Registration of prisoners of war and missing persons
After the founding of the Federal Republic called in March 1950 Federal President Theodor Heuss urged all citizens of West Germany to register their missing persons. The Germans flocked to the town halls and offices to record all known personal information about those still absent on index cards..
Overall, were around 1.7 million soldiers, civilians and children reported, nothing more was known about their whereabouts. The federal government sent the collected search cases to the DRK search service for clarification. He was able to clarify many of these fates, but even today the search service still knows 1.3 million people whose fate remains uncertain.

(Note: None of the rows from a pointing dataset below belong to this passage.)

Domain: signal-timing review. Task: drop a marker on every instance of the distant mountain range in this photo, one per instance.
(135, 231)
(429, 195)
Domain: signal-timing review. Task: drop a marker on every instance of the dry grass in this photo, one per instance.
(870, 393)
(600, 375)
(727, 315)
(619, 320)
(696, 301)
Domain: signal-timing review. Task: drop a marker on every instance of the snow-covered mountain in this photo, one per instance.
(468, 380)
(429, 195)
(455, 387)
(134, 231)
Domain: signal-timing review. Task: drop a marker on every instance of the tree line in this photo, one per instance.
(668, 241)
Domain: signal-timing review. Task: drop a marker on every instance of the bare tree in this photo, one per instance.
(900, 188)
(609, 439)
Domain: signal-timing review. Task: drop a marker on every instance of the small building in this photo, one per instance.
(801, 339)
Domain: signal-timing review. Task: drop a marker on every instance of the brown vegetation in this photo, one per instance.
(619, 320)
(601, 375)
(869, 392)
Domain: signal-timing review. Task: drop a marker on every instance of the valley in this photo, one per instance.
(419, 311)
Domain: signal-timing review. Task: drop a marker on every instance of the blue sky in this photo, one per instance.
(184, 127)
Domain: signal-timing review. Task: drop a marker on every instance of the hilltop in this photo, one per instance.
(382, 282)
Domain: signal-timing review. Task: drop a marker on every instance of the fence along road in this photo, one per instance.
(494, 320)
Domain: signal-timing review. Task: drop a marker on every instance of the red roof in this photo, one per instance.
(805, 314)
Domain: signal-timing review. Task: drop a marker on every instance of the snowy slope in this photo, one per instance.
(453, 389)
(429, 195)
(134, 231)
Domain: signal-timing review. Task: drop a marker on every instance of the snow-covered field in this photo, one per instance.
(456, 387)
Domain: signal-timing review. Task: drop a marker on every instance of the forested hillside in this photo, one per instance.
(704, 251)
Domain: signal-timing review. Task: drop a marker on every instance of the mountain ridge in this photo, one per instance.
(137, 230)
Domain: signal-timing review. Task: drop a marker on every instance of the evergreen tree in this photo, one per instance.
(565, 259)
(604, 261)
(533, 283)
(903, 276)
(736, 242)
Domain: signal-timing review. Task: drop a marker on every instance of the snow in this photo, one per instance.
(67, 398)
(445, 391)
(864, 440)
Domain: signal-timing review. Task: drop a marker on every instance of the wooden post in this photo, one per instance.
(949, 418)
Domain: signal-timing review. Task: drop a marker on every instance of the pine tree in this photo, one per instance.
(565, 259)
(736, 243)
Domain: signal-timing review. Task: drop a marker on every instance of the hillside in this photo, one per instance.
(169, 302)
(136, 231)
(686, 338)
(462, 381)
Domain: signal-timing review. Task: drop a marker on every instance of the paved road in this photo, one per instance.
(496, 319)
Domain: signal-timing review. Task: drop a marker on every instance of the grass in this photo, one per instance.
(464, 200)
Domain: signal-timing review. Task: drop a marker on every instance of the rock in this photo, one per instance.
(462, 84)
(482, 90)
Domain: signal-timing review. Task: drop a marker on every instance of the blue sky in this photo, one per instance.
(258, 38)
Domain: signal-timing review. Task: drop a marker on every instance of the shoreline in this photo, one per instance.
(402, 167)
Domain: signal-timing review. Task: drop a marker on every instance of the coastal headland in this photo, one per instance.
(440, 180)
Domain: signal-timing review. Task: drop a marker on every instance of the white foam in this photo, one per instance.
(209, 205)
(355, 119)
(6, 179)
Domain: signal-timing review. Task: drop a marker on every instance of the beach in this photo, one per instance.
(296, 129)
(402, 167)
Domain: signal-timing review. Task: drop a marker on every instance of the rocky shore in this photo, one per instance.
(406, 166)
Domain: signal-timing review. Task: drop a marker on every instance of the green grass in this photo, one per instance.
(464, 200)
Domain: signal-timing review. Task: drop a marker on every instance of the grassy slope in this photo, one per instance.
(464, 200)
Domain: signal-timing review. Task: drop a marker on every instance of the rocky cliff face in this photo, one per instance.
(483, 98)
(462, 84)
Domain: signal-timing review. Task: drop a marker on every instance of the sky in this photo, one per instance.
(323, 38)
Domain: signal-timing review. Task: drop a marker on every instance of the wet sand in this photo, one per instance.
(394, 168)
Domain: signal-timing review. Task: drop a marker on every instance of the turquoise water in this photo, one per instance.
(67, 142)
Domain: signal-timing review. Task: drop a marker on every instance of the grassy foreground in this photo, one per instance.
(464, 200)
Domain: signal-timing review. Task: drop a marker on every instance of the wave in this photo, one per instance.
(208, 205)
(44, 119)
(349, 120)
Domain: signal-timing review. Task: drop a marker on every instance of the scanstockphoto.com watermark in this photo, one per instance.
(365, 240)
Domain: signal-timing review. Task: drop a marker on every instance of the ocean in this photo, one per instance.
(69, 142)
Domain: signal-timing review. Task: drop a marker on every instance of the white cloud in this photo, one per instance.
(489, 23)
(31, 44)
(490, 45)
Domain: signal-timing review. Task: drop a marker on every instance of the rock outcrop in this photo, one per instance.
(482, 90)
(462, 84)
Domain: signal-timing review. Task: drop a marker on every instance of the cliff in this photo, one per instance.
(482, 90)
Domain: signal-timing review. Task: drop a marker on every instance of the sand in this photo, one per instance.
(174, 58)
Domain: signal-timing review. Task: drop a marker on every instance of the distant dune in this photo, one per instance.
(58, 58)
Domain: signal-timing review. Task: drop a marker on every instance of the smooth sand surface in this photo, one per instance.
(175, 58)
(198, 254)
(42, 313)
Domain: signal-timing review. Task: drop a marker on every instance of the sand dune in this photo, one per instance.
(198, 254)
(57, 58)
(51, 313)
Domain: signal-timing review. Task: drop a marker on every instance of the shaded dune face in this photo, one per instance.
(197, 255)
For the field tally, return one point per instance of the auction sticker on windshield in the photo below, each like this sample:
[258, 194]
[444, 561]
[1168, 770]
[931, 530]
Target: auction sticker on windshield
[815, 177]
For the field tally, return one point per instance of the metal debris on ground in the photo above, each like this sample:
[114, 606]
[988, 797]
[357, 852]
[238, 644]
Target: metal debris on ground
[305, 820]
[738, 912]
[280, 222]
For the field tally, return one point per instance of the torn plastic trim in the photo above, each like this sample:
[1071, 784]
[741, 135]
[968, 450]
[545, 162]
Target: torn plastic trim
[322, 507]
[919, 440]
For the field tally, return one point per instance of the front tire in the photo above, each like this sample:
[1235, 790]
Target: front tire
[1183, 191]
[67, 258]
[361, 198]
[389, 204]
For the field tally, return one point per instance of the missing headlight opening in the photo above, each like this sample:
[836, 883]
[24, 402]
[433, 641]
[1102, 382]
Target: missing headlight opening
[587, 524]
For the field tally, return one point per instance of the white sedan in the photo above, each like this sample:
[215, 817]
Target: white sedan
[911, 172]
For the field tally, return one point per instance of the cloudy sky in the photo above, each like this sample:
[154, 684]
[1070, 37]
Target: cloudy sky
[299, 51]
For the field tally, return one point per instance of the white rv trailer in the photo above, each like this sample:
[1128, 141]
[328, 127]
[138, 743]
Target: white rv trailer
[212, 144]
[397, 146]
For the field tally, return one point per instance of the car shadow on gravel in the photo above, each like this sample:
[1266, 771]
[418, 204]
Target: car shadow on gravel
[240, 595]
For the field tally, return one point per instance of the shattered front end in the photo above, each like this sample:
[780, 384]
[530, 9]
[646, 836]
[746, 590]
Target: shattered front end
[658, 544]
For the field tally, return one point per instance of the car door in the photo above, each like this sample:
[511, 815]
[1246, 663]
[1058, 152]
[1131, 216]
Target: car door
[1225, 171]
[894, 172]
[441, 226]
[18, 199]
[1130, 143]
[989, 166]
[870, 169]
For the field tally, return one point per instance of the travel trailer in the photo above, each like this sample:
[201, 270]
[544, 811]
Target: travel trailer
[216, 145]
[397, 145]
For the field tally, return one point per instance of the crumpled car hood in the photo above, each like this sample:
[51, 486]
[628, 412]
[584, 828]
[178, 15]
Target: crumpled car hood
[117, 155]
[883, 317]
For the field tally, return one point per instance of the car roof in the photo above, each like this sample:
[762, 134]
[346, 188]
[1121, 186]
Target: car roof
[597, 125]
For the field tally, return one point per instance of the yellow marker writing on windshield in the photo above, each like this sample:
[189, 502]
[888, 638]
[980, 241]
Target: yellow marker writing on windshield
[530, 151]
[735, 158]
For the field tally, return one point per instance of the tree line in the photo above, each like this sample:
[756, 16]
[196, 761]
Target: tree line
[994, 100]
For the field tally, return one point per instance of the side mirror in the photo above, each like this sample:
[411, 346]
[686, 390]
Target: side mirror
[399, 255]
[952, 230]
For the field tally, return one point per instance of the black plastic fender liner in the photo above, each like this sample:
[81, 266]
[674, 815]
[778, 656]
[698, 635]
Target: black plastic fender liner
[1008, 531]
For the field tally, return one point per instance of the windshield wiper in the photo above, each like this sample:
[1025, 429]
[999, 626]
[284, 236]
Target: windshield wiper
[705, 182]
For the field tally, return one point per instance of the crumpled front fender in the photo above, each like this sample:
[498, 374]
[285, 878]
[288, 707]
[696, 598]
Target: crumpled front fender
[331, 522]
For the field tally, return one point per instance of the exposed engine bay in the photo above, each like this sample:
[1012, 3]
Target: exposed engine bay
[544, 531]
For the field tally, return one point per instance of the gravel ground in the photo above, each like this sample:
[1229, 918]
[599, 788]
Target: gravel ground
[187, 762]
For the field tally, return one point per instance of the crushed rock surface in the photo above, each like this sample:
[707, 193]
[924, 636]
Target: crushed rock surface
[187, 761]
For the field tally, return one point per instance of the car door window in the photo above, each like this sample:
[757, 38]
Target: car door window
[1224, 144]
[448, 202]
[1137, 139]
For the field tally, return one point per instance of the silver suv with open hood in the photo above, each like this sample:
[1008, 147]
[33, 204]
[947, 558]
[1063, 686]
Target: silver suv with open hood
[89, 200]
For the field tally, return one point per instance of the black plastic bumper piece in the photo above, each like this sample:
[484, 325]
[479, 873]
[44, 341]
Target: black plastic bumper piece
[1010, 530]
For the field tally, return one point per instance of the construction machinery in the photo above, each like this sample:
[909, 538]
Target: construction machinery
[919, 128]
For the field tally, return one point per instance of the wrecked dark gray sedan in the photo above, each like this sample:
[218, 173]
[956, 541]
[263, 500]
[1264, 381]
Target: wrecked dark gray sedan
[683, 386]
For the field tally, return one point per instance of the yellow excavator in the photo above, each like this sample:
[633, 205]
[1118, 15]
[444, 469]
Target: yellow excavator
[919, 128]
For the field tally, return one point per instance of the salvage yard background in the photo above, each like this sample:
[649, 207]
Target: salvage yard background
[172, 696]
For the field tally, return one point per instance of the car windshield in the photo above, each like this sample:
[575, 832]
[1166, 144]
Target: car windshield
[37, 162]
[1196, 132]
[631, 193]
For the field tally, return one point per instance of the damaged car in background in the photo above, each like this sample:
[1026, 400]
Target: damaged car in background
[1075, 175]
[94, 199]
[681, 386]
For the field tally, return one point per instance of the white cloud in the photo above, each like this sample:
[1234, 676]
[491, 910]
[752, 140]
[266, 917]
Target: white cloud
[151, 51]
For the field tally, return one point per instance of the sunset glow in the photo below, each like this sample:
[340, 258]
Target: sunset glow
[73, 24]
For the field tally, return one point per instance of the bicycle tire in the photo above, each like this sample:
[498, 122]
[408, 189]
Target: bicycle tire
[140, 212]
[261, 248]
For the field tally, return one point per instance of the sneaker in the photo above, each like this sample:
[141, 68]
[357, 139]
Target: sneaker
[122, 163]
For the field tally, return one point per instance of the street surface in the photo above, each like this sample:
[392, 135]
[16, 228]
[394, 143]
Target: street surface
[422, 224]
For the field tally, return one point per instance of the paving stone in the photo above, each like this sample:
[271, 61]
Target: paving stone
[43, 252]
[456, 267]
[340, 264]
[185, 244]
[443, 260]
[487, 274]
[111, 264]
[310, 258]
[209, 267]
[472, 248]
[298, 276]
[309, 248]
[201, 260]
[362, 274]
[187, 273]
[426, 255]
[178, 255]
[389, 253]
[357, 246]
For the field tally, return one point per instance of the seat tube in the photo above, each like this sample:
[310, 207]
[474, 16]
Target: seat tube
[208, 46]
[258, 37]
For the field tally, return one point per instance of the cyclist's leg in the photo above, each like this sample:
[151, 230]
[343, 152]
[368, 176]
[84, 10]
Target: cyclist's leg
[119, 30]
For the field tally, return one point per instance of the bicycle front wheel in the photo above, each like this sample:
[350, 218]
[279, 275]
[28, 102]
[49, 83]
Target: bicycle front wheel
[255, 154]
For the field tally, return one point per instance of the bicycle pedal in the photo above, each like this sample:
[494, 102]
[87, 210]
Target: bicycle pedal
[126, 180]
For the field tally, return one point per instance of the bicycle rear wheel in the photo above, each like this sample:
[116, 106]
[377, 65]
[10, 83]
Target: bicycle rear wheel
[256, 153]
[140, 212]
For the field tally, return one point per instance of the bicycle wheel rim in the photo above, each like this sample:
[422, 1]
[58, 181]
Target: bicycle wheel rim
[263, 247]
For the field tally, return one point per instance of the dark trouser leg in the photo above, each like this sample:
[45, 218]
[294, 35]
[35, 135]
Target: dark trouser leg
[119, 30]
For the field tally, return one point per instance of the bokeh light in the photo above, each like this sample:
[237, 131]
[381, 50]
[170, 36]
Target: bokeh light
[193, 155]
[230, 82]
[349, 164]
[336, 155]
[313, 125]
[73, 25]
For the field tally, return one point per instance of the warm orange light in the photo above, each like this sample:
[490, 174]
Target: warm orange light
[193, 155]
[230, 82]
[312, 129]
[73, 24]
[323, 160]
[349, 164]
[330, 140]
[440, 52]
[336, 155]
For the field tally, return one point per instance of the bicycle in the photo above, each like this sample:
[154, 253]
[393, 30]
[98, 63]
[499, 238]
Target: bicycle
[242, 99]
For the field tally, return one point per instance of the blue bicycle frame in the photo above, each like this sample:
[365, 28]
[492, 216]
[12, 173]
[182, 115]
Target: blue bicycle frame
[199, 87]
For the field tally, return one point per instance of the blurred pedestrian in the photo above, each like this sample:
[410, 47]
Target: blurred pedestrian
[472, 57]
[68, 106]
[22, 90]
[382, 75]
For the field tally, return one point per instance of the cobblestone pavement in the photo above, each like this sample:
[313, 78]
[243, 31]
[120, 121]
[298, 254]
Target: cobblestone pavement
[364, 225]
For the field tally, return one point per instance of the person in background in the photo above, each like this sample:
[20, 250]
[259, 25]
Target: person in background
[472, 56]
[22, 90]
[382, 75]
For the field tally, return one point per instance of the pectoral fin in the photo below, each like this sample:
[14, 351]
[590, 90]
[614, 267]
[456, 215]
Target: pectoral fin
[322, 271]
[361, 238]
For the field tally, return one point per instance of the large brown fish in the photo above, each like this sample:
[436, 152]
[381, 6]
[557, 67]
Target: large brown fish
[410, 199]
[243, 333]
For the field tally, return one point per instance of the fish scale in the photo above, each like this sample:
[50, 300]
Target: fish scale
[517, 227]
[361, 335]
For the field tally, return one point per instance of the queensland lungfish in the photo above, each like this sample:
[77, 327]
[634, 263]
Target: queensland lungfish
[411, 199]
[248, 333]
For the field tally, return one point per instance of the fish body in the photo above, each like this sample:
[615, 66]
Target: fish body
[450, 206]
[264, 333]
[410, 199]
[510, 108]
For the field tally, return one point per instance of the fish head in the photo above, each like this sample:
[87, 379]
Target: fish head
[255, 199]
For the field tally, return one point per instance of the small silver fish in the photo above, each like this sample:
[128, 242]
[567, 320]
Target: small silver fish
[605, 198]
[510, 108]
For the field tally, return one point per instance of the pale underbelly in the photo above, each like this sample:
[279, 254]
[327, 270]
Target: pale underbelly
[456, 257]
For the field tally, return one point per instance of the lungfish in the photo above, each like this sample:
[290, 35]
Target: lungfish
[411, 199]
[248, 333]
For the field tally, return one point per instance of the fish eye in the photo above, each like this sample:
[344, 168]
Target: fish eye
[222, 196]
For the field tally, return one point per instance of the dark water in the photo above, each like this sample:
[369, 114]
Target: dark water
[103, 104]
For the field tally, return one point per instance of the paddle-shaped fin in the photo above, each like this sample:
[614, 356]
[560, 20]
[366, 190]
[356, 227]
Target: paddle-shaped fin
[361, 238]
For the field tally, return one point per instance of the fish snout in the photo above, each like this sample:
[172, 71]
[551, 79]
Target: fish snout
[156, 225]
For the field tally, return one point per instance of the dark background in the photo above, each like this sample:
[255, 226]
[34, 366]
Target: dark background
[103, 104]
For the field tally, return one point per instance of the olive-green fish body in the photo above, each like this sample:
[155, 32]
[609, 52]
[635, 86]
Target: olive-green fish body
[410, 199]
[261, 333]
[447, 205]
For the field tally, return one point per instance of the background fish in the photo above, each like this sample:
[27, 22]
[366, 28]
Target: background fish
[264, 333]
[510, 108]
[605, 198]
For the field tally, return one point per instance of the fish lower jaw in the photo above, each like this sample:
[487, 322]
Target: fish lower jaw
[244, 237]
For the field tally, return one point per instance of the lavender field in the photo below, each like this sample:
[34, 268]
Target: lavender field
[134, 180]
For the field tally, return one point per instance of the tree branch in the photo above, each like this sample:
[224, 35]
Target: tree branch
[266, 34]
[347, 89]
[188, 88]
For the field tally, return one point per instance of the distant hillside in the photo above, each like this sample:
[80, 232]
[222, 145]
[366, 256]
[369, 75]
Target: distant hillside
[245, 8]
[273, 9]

Since this coverage was limited to the west of Germany, the searchers in the former GDR and in the countries of Eastern Europe were disregarded. For this reason 70 years after the end of the Second World War, there were still completely new requests posed. The actual total number of missing persons is therefore still not conclusive.
A complete clarification of all fates will unfortunately not be possible because many people disappeared in the turmoil of the war without written records having been made about it. After the collapse of the Eastern Front, hundreds of thousands were taken prisoner, but the registrations were only carried out by the administrations of the transport trains and the destination camps. People who died on the long march there will be lost forever, whose fate remains unknown.
A considerable part of the fate could be clarified with the help of an extensive homecoming survey of all those released from Soviet custody to West Germany.
There were search reports via the media – in particular the radio – as well as close cooperation with the tracing service of the Soviet Red Cross with a common comparison of all registration cards.
Reconstruction of destinies
If the fates could not be clarified with the help of the methods described, the DRK tracing service started to reconstruct the history of the missing persons with so-called expert reports. These contained detailed information on the last stages of the disappeared’s life. Back then, there was direct access to the archives of the former Soviet Union not yet possible.
Comprehensive material was available to the search service:
- The missing persons reports of the troop,
- military-historical research results on the course of the fighting
on the individual front sections,
- the missing person’s last own message,
- the search query of the relatives,
- Statements from former military leaders,
- but above all the statements of the surviving returnees, who in the
same military unit and on the same
Had fought in the theater of war.
Based on the available material, it was determined what had happened militarily to a military unit on a specific day, in a specific location. Whether there had been tank or air raids, heavy artillery fire or infantry battles and what losses, death or capture were recorded.
The fate of the affected unit and its soldiers was then traced from the course of the war. When this work was stopped in 1991, a total of 1.12 million reports were available from 25 years, 1.09 million to soldiers and 30,000 to civilians.
Evaluation of Russian archives
It was Gorbachev’s policies that enabled the detailed archiving of Russian archive sources. The gradual transfer of data that was collected from the prisoner and internment files, which are mainly stored in Moscow, began in 1992. You can find more information in the "Files from Moscow" section.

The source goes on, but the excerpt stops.